From 1st April 2018 it will not be possible to advertise any property with an EPC rating of F or G, residential or commercial, to let without having first improved the EPC rating to E or better.
This year, effective since 1st April, landlords of domestic private rented property in England and Wales are no longer able to unreasonably refuse a request by an existing or future tenant to carry out energy efficient improvements, where those improvements can be funded at no cost to the landlord, by central government, a local authority, the tenant or any other person. This would include property let on assured and assured shorthold tenancies and on Rent Act 1977 protected tenancies. Farmhouses let on agricultural tenancies would normally be regarded as commercial property and therefore would fall under this regulation from 1st April 2018, unless they are sub-let.
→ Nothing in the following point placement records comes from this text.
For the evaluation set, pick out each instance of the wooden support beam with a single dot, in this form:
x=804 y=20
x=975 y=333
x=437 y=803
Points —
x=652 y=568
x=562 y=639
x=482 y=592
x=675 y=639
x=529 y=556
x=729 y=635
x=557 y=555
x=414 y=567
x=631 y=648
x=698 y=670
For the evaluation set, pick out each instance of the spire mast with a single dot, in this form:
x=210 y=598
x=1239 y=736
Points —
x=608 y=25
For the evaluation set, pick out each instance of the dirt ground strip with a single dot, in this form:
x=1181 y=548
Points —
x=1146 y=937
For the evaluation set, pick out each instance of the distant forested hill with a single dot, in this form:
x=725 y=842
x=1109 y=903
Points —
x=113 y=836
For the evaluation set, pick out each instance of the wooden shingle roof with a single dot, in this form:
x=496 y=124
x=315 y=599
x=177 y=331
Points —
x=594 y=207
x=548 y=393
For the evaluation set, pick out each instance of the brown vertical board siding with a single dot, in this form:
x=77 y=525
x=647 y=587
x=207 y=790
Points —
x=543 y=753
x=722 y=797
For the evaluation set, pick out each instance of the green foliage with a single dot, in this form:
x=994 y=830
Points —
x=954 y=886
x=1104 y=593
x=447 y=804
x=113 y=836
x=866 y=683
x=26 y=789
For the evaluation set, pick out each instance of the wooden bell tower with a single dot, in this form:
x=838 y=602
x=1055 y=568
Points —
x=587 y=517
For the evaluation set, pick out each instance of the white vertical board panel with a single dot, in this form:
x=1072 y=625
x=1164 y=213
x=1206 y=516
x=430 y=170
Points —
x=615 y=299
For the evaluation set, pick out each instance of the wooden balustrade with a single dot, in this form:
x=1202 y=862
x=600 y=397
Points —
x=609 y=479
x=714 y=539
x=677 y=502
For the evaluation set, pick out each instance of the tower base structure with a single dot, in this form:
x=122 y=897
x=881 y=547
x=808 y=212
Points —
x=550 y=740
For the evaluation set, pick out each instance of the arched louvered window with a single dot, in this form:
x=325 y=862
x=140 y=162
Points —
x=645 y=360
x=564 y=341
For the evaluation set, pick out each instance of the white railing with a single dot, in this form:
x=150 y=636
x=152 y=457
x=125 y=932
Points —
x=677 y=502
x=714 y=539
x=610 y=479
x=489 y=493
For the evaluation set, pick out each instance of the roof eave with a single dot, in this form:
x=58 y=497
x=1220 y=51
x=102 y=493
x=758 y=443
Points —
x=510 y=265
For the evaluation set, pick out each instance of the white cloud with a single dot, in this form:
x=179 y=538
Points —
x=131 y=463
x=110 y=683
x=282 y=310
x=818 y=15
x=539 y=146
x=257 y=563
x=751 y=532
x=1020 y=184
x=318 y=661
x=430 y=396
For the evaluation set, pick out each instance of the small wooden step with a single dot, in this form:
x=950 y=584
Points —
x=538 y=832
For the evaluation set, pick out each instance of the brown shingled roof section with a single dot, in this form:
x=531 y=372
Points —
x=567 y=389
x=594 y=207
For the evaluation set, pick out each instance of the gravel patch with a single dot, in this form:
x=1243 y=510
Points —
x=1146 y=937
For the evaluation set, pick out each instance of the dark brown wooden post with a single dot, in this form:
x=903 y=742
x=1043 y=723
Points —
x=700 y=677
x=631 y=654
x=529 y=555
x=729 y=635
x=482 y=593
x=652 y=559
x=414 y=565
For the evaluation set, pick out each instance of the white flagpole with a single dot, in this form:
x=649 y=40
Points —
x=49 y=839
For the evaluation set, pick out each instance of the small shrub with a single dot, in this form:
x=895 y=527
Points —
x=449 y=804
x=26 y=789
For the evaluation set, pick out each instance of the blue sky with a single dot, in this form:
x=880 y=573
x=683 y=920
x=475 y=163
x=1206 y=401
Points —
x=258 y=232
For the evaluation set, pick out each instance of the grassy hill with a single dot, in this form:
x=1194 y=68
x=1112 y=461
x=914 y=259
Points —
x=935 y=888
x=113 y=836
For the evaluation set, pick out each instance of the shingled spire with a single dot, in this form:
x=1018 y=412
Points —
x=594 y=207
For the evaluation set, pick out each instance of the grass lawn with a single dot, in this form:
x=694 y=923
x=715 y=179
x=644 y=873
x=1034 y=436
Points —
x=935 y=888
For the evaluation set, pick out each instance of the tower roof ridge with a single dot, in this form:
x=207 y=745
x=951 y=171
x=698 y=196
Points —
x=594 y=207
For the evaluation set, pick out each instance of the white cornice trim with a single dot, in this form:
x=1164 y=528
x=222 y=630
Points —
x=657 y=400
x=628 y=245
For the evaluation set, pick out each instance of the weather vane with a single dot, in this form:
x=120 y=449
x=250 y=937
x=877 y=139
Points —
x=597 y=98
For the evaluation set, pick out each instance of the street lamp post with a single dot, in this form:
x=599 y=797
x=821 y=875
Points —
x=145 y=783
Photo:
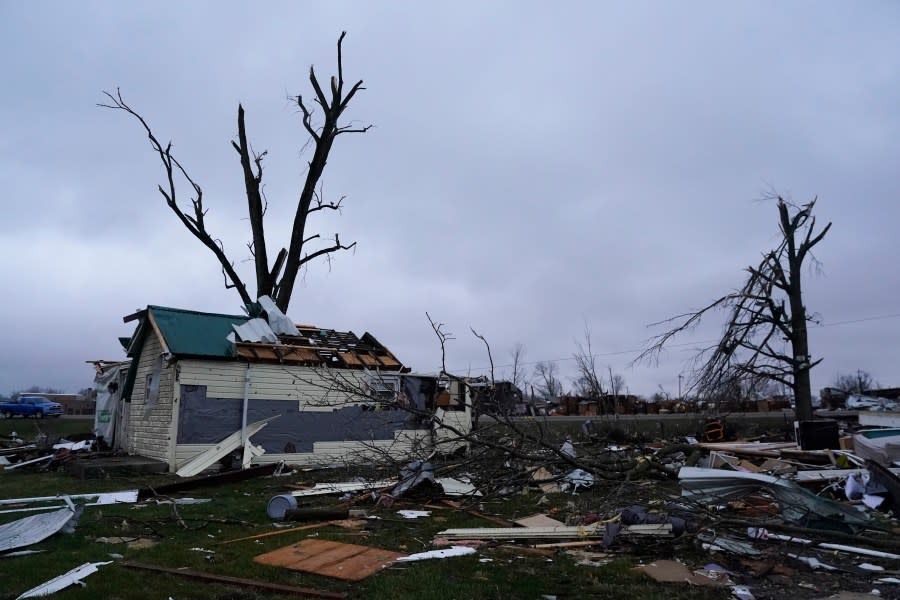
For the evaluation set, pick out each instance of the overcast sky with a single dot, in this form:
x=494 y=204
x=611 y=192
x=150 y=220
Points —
x=533 y=167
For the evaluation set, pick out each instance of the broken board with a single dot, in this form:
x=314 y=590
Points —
x=333 y=559
x=539 y=520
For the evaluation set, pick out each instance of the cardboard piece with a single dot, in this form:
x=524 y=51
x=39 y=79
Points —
x=332 y=559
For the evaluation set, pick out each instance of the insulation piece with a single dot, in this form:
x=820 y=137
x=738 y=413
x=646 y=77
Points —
x=256 y=330
x=278 y=321
x=797 y=505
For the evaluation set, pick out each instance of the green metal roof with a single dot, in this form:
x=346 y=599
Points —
x=191 y=333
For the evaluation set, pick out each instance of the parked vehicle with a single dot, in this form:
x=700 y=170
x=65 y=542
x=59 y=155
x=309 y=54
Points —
x=30 y=406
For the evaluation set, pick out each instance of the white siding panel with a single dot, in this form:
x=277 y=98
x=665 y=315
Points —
x=314 y=389
x=185 y=452
x=149 y=426
x=343 y=452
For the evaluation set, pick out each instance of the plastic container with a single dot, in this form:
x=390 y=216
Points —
x=279 y=505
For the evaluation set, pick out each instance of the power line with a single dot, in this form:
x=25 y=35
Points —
x=679 y=345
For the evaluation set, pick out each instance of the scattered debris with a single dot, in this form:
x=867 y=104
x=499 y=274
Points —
x=414 y=514
x=63 y=581
x=445 y=553
x=344 y=561
x=539 y=520
x=36 y=528
x=670 y=571
x=206 y=459
x=237 y=581
x=573 y=533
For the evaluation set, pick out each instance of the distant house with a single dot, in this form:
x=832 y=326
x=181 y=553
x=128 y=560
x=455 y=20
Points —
x=193 y=377
x=73 y=404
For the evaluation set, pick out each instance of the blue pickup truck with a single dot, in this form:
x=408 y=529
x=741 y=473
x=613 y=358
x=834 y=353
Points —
x=30 y=406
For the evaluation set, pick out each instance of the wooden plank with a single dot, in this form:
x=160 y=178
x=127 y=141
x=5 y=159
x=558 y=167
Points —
x=333 y=559
x=278 y=532
x=237 y=581
x=561 y=533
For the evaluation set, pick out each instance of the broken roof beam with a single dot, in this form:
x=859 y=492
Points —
x=553 y=533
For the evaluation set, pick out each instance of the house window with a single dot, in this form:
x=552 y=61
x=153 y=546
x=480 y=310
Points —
x=383 y=388
x=151 y=395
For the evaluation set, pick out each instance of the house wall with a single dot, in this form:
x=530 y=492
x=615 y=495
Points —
x=148 y=426
x=320 y=421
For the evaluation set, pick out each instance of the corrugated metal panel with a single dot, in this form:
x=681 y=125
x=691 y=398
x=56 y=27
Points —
x=33 y=529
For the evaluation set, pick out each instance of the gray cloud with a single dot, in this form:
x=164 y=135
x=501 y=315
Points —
x=532 y=169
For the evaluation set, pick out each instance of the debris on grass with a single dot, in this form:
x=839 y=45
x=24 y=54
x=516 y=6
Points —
x=63 y=581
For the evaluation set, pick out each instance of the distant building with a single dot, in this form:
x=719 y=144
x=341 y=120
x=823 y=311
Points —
x=73 y=404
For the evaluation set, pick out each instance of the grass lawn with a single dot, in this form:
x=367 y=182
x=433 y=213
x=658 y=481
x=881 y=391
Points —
x=239 y=510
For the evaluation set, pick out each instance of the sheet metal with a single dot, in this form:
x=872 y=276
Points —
x=34 y=529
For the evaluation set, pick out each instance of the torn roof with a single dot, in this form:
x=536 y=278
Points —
x=188 y=333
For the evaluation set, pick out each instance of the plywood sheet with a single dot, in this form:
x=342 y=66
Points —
x=333 y=559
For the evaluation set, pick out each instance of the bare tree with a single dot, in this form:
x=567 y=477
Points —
x=588 y=380
x=548 y=384
x=616 y=383
x=854 y=383
x=278 y=278
x=766 y=332
x=517 y=375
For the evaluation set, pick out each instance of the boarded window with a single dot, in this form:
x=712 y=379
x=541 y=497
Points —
x=151 y=396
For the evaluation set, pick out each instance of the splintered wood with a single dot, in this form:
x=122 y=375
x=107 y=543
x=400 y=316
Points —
x=333 y=559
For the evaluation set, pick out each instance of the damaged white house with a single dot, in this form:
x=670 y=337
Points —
x=196 y=378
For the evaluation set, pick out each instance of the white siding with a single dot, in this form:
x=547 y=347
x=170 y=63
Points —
x=149 y=426
x=316 y=389
x=332 y=453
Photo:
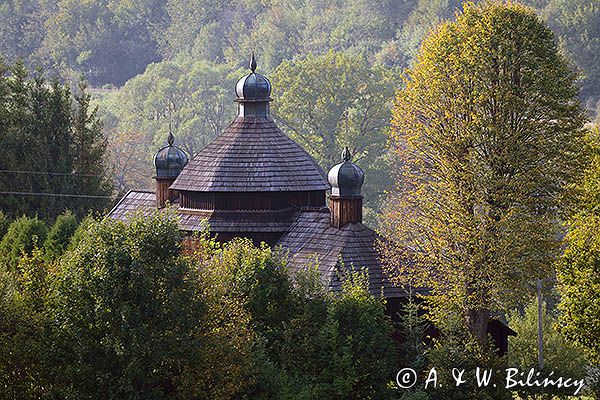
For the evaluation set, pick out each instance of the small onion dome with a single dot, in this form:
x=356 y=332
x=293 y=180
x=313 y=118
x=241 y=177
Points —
x=346 y=178
x=253 y=87
x=170 y=160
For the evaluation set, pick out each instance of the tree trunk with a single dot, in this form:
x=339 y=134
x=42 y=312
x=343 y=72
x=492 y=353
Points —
x=477 y=323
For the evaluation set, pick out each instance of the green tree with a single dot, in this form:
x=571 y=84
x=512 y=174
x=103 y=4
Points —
x=328 y=102
x=24 y=235
x=579 y=267
x=88 y=152
x=24 y=341
x=106 y=41
x=487 y=136
x=193 y=99
x=126 y=311
x=307 y=343
x=46 y=159
x=576 y=23
x=59 y=235
x=560 y=354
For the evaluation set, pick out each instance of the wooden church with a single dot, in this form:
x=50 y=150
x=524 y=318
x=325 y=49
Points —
x=253 y=181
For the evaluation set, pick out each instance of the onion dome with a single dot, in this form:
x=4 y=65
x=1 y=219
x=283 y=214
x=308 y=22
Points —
x=253 y=87
x=346 y=178
x=170 y=160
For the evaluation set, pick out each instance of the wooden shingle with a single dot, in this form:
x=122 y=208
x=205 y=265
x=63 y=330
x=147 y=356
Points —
x=311 y=240
x=252 y=155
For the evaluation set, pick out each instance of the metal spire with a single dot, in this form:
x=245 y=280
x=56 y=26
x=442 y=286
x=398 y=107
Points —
x=346 y=155
x=171 y=138
x=252 y=63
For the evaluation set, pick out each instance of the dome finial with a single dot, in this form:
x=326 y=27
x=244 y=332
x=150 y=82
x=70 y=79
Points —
x=346 y=155
x=171 y=138
x=252 y=63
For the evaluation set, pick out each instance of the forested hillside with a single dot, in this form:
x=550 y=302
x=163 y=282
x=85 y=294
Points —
x=173 y=62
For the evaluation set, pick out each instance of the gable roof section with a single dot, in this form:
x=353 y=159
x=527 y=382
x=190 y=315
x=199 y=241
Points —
x=252 y=155
x=134 y=201
x=144 y=202
x=311 y=239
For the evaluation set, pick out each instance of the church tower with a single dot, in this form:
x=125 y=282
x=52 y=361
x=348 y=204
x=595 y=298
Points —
x=252 y=179
x=345 y=201
x=169 y=161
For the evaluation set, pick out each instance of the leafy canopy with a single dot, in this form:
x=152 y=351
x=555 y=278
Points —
x=487 y=137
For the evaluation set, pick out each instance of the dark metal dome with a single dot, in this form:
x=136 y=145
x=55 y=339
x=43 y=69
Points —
x=170 y=160
x=253 y=86
x=346 y=178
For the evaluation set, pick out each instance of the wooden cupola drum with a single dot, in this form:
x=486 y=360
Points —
x=252 y=179
x=169 y=161
x=345 y=201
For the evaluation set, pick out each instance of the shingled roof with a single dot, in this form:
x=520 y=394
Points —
x=252 y=155
x=220 y=221
x=311 y=240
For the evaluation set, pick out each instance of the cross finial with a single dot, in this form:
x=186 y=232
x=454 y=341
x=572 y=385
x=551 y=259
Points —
x=171 y=138
x=346 y=155
x=252 y=63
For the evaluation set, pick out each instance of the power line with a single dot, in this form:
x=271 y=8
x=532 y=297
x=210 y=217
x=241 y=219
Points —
x=87 y=196
x=48 y=173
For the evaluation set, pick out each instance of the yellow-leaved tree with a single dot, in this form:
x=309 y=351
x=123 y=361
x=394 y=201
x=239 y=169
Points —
x=487 y=135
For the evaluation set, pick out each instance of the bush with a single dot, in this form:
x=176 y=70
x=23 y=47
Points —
x=60 y=235
x=23 y=236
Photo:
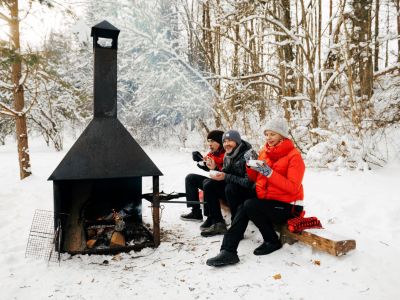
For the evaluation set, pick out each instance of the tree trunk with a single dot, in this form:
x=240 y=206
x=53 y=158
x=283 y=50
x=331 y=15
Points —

The ‘Green Deal’ which was supposed to help fund much of these improvements closed in July 2015, so there is now far more ‘stick’ than ‘carrot’ in persuading property owners to make the necessary improvements.
The regulations continue to squeeze, since from 1st April 2020 residential property cannot “continue to be let” if it does not comply with these energy efficiency regulations, and from the 1st April 2023 non-domestic property, by which definition would include a farmhouse, is also caught. The regulation in respect of Listed Buildings is commonly misunderstood. It appears to be the case that an EPC is required for a Listed Building, but the owner does not have to act on its recommendations if compliance would unacceptably alter the character or appearance to the building.
A ‘new letting’ would include the extension or renewal of a lease, for the purposes of these regulations. A landlord that is in breach of these regulations is likely to be exposed to penalties rather than being a ground to bring any form of tenancy to an end.